Shockwork Orange – Enttäuschte Erwartung an das Unwiderstehliche

Was für ein arroganter Name: Himmel auf Erden. Geht’s ein bisschen kleiner?
Vorgeschichte:
Ich erinnere mich beim Lesen des Namens im PDF von Calistoga an Graf Adelmanns „Das Lied von der Erde“ – als Klassikfan, begeistert insbesondere auch für die Musik Gustav Mahlers, dachte ich: „Was für ein arroganter Name!“, und kam nicht umhin eine Flasche davon zu kaufen. Sehr geiler Name! Der Versuch ging ärgerlich schief (im Gefrierfach vergessen, „aufgefroren“, teure Schusseligkeit und Eile) und endete sozusagen gleich mit dem ersten Satz von Mahlers Sinfonie, dem „Trinklied vom Jammer der Erde“, nur dass ich ohne Trank mit dem Jammer allein war. Ein zweiter Versuch, zusammen mit meinem Vater (eine Quelle meiner Musikliebe und auch Mahlerfan), ist später geglückt. Ein toller Wein, aber es bleibt beim einem arroganten Namen…
Vom Lied nun direkt in den Himmel: kein Bier, kein Manna, Wein soll es sein, der mich dort hinführt.
Gemäß dem telefonischen Rat der netten Sommelière (liebe Grüße an Bianca!) habe ich den Wein dekantiert. Nein, karaffiert natürlich („dekantieren“ und „karaffieren“ sind beim Wein, was „Panierung“ und „Panade“ beim Essen sind).

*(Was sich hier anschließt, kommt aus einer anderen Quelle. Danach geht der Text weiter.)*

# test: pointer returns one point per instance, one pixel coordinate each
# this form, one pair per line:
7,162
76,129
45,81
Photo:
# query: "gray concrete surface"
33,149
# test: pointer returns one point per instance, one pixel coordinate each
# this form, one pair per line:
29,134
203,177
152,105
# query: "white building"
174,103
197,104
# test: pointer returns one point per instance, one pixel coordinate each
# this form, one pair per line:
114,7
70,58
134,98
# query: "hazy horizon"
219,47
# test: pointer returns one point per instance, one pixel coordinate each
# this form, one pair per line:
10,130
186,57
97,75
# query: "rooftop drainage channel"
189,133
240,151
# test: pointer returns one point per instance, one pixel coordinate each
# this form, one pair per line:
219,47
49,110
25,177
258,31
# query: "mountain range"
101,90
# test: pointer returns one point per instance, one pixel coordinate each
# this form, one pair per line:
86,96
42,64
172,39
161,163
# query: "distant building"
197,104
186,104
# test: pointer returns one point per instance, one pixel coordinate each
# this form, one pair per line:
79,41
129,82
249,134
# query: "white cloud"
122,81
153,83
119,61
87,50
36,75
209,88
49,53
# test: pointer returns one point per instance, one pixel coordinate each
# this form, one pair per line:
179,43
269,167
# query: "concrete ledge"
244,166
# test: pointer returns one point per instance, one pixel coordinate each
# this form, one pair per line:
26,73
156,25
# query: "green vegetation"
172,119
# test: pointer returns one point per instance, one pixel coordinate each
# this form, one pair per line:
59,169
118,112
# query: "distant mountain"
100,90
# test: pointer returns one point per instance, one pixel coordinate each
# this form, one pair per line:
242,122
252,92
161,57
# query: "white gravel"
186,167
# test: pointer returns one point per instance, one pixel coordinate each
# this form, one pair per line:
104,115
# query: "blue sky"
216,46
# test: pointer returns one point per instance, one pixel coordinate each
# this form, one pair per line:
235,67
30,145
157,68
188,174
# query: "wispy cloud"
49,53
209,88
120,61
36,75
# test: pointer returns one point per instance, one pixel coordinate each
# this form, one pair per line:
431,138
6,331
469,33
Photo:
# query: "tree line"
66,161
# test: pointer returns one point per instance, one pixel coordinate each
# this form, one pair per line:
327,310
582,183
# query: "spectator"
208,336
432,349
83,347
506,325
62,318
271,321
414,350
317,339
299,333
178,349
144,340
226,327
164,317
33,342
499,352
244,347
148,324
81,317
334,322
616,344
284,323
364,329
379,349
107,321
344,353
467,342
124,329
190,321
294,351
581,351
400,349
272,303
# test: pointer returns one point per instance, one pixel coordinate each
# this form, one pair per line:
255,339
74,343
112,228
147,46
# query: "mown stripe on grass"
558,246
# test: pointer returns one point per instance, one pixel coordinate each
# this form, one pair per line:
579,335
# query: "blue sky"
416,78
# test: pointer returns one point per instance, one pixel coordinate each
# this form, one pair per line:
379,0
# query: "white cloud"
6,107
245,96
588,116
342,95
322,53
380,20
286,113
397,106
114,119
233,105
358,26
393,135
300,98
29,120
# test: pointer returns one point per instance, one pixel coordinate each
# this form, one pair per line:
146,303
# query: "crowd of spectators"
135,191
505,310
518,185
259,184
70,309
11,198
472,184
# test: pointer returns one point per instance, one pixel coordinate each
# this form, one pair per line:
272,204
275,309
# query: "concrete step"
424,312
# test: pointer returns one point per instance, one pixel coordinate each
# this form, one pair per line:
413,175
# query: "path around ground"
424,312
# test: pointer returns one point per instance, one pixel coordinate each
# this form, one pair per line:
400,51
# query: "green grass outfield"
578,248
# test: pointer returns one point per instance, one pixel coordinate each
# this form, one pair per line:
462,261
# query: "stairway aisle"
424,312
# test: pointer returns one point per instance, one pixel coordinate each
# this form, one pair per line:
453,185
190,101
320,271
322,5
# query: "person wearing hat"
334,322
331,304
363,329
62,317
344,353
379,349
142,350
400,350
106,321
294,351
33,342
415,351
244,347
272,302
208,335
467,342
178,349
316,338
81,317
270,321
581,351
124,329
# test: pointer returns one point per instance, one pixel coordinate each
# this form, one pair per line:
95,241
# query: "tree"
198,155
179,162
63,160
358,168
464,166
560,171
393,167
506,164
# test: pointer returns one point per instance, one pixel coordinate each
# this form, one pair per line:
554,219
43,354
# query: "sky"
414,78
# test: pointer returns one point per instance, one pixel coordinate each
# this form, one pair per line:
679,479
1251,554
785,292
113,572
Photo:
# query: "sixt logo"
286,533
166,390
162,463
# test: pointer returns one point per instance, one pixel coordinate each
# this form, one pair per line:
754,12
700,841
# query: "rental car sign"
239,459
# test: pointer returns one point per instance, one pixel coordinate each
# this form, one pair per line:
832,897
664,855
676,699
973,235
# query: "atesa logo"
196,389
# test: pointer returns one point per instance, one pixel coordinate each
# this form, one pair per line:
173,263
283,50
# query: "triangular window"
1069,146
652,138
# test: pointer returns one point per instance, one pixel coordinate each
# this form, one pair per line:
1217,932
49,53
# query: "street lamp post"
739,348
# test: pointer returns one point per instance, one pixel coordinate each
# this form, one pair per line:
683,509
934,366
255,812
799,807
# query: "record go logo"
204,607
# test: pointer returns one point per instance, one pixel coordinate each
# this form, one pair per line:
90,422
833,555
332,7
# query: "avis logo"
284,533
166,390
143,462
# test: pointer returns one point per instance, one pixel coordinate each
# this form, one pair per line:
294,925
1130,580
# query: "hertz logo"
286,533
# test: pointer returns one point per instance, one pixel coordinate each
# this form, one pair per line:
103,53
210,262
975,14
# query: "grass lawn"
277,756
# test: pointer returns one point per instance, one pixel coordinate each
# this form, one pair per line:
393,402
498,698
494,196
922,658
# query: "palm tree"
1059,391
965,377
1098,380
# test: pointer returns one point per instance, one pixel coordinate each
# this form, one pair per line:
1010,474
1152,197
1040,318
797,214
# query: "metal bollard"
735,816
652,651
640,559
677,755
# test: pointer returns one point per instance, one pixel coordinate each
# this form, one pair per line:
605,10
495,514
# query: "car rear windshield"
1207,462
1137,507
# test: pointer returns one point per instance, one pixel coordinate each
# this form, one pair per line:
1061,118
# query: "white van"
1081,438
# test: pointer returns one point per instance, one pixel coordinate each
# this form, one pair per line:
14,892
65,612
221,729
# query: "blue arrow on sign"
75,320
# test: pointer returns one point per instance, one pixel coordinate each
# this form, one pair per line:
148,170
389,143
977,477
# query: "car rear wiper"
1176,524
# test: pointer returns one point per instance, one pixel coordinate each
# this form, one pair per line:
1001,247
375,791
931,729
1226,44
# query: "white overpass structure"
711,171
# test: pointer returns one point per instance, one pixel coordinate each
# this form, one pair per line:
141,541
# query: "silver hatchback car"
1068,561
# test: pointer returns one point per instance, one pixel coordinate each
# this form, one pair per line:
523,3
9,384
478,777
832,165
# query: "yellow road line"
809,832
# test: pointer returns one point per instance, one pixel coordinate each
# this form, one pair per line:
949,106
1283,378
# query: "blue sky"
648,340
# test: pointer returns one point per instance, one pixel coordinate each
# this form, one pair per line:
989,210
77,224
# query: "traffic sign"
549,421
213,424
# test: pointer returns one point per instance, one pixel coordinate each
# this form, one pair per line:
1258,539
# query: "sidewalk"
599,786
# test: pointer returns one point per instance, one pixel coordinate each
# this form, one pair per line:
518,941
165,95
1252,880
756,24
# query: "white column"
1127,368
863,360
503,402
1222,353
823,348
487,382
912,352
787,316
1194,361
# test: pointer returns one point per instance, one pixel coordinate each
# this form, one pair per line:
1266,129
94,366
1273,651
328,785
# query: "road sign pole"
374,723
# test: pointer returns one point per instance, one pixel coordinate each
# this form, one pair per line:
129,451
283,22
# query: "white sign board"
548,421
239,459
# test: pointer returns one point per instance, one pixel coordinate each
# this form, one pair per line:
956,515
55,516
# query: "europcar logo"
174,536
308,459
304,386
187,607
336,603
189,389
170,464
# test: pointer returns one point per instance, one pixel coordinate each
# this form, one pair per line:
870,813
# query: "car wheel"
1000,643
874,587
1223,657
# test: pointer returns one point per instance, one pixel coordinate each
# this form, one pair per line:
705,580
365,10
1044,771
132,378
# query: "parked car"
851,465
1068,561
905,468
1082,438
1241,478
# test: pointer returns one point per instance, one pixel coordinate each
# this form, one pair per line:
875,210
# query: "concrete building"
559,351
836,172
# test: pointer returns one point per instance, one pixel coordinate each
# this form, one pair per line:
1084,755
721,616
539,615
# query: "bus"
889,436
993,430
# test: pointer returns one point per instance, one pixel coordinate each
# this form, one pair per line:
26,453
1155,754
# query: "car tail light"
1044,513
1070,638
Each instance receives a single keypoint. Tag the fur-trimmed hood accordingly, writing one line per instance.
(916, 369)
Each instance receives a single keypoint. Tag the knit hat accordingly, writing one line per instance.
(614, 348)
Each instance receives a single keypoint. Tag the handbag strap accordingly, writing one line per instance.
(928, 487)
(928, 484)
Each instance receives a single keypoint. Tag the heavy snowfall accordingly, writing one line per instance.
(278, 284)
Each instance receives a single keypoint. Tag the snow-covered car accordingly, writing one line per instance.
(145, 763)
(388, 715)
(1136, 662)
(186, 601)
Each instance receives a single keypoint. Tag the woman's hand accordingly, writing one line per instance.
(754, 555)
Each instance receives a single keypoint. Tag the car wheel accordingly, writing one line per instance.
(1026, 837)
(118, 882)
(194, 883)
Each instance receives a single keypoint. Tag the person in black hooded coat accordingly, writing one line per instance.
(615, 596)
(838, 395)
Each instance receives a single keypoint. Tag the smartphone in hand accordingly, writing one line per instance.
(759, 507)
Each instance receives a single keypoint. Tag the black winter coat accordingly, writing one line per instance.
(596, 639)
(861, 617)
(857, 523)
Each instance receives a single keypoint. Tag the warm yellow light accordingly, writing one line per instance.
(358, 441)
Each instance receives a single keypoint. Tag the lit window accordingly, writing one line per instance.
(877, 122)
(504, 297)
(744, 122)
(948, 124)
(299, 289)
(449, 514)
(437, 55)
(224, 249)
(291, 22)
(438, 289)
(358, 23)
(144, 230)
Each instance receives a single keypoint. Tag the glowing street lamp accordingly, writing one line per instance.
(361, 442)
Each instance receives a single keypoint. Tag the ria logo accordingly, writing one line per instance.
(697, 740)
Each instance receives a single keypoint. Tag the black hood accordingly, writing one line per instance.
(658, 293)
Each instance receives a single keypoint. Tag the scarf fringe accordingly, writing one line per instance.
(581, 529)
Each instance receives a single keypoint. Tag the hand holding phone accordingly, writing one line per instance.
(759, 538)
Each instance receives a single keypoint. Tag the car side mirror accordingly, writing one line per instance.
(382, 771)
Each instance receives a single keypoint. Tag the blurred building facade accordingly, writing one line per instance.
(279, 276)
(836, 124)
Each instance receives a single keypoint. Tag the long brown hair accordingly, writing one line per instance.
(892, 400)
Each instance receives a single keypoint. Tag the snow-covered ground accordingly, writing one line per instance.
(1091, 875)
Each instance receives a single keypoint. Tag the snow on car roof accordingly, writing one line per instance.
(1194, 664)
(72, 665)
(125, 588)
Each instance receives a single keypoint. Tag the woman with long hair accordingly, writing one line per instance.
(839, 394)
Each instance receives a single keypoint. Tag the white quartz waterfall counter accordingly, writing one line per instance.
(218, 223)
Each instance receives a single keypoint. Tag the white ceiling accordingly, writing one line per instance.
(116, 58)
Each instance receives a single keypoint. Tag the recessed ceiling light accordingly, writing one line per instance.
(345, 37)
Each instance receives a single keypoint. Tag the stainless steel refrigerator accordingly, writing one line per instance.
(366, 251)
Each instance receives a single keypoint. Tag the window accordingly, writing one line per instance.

Christian Tschida, 2010 Scheurebe maischevergoren

Christian Tschida, 2010 Scheurebe maischevergoren

Trüb und schmutzig, auch im Geruch und Geschmack. Es erinnert, verstärkt durch die Zeichnung auf dem Etikett, an Dinge, die ich hier gar nicht zu benennen wage. Nicht vom Duft, aber von der Art, schmutzig, etwas abstoßend und doch anziehend zu sein. Ich kann dann doch nicht davon lassen. Und das ist dann schon auch geil, in welchem Sinne des Wortes man das auch immer verstehen mag.
Mostig ist die Brühe, Apfelmost und Federweißer kommen mir in den Sinn; etwas säuerlich ist er und irgendwie ganz anders, als ich ihn mir seit Tagen der Vorfreude ausgemalt hatte. Wie genau, kann ich gar nicht sagen. Aber anders. Leckerer. Umarmend-einnehmend leckerer.
Kolophonium ist dabei, und das kam mir schon vom Wort sehr lange nicht mehr in den Sinn, war quasi gestrichen… sowas wie Zesten von Zitrusfrüchten, herb in der Nase und im Mund, und ziemlich kurz. Schluck und weg. DAS soll der Himmel auf Erden sein? Sowas kann nur einem morbid-masochistischen Wiener einfallen. Aber dass man im Burgenland so drauf ist?!
Einen veritablen „Orange Wine“ habe ich in Karaffe und Glas, wenn ich Dirk Würtz richtig verstanden habe: „maischevergoren“ heißt das Zauberwort, und das steht sogar auf dem Etikett.
Der Wein hat Luft, der Wein hat Zeit, ich schreibe diese Zeilen und merke mit jedem Schluck des sich erwärmenden Weins, dass dieser sich verändert. Es bleibt die Säure, die hinten die Kehle kitzelt, es bleibt das Derbe im Charakter…und doch…kommen Noten zum Klingen, die ich nicht erwartet hätte… „Rive Gauche“ von Yves Saint Laurent klingelt in den Erinnerungswindungen des Hippocampus, Blumen, feucht-floral, weiße Blumen, die ich mir nie merken kann – sind es Lilien? Die standen doch neulich beim Thai in Stuttgart… „Und eine neue Welt entspringt“ wäre die Worte eines anderen musikalischen Österreichers für das, was ich jetzt im Glas habe. Faszinierend, vielseitig, vielschichtig und abwechslungsreich, das ist er auf jeden Fall. Er ist so stark anziehend, dass ich nicht davon loskomme. Allerdings wandern zwei Drittel wieder in die Flasche und werden morgen und Sonntag zeigen, was passiert. Was bleibt? Eine „geile Enttäuschung“ könnte ich es nennen, sicherlich „Wein am Limit“ und ich bin gespannt auf den 2011er Bruder dieses Weines, nicht „orange“, sondern klassisch (?) und wahrscheinlich zivilisierter.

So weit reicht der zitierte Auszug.